Jacopo Coghe è liberissimo di credere che Dio sia omofobo, malvagio e incline alla discriminazione. Non si capisce, però, perché sostenga che ai ragazzi dell’AGESCI debba essere impedito di insegnare ad amare il prossimo. Da giorni non fa che attaccare gli scout cattolici, sostenendo che la sua opinabile idea di "cristianesimo" imponga il dovere di educare i propri figli all'esclusione.
Il post di Provita Onlus tradisce una profonda ipocrisia nel momento in cui cita il Magistero della Chiesa. Si evoca un'antropologia cristiana millenaria dimenticando, però, il principio più elementare del Vangelo: l'accoglienza e l'amore incondizionato. Definire "antiscientifiche" le tesi sull'identità di genere è solo un espediente retorico per mascherare un pregiudizio, ignorando che l'AGESCI, con questa decisione, non fa altro che allinearsi a una Chiesa che vuole essere, nelle parole di Papa Francesco, una "casa per tutti" e non una dogana che seleziona chi è degno di educare in base all'orientamento sessuale.

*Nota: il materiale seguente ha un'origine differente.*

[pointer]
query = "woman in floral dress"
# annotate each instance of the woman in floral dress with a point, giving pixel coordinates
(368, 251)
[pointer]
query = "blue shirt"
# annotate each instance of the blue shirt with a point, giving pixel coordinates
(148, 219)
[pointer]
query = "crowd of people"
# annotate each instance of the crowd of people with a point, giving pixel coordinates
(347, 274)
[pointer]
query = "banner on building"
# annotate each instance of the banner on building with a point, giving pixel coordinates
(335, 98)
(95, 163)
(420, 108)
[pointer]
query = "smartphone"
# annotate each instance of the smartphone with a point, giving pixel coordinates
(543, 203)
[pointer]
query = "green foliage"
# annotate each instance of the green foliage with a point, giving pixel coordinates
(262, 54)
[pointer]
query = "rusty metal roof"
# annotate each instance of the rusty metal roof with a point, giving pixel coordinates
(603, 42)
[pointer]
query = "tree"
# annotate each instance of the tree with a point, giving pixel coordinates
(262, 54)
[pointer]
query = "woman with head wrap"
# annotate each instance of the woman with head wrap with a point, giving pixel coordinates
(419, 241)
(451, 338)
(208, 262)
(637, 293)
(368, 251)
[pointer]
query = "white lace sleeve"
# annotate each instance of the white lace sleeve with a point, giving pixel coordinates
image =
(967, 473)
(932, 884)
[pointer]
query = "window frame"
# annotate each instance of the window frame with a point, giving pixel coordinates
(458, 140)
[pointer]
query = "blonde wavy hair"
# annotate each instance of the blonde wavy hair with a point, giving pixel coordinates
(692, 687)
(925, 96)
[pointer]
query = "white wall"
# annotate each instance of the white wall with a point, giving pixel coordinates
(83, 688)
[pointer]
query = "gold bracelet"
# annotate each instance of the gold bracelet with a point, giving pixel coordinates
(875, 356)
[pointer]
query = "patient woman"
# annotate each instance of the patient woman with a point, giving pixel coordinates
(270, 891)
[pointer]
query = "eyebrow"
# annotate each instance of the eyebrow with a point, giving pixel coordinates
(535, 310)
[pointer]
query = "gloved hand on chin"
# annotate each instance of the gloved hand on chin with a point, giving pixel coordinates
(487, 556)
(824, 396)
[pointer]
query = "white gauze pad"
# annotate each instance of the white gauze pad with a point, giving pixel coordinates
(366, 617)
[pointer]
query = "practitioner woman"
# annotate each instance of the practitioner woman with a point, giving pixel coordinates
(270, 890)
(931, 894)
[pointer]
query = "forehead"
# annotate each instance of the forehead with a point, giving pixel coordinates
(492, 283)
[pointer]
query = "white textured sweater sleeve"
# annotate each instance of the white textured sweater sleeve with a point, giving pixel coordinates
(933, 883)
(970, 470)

Un vero capo scout trasmette valori di responsabilità, servizio e crescita comunitaria. Ridurre l'idoneità educativa di una persona alla sua sfera affettiva o alla sua identità di genere non significa "difendere la famiglia", ma promuovere una cultura del sospetto che danneggia proprio i bambini e i ragazzi che si dice di voler proteggere.

Appare inoltre insopportabile la prepotenza di Jacopo Coghe, che vorrebbe imporre le sue convinzioni personali nella scuola, nelle leggi dello Stato e persino all'interno di altre organizzazioni. È altrettanto stucchevole il suo continuo ripetere che un genitore debba imporre il proprio pensiero ai figli, ignorando che, all'interno dell'AGESCI, sono i ragazzi i veri protagonisti della loro educazione. Se vuole gruppi ideologici che impongano una visione unilaterale conforme alla sua ideologia, farebbe meglio a guardare altrove.